Shoulder pain arising either with or without trauma in which the active elevation of the shoulder greater than 70-90 degrees is problematic but passive range of motion (ROM) is essentially normal is shoulder bursitis.
Shoulder Bursitis : Initial Diagnosis and Management
- History and Physical exam for shoulder bursitis.
- Plain radiographs are not required unless subacromial DJD is suspected.
- NSAIDs.
- Appropriate activity limitations (i.e. no overhead activities/profile)
- Encourage active ROM for the shoulder bursitis in all planes.
- Use of ice packs for 20 minutes every 2 hours for 72 hours. Change to heat if necessary after 72 hours.
- Total immobilization is contraindicated.

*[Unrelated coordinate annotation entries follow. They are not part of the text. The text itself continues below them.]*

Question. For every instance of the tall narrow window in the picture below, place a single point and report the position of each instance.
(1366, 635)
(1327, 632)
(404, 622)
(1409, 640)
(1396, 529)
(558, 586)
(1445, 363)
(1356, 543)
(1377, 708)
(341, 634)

Shoulder Bursitis : Ongoing Management and Objectives
- Expect resumption of active ROM with minimal pain after 7-14 days.
- If pain and/or limitation of motion does not resolve then:
- Obtain plain radiographs.
- Trial of different NSAID.
- Do not allow “frozen shoulder” to develop.
Shoulder Bursitis : Indications for Specialty Care Referral
- If 50% or greater limitation of motion on initial or subsequent evaluations.
- If there is evidence of “frozen shoulder”, i.e., loss of passive ROM for shoulder bursitis.
- If no improvement after 2 weeks of initial primary care management.
- Refer to Orthopedic Surgery if after completion of an appropriate physical therapy treatment regime (3 months) there is no improvement in the condition.
Shoulder Bursitis : Criteria for Return to Primary Care
- Resolution of the acute or chronic symptoms for shoulder bursitis.
- Patient returns to their own baseline status.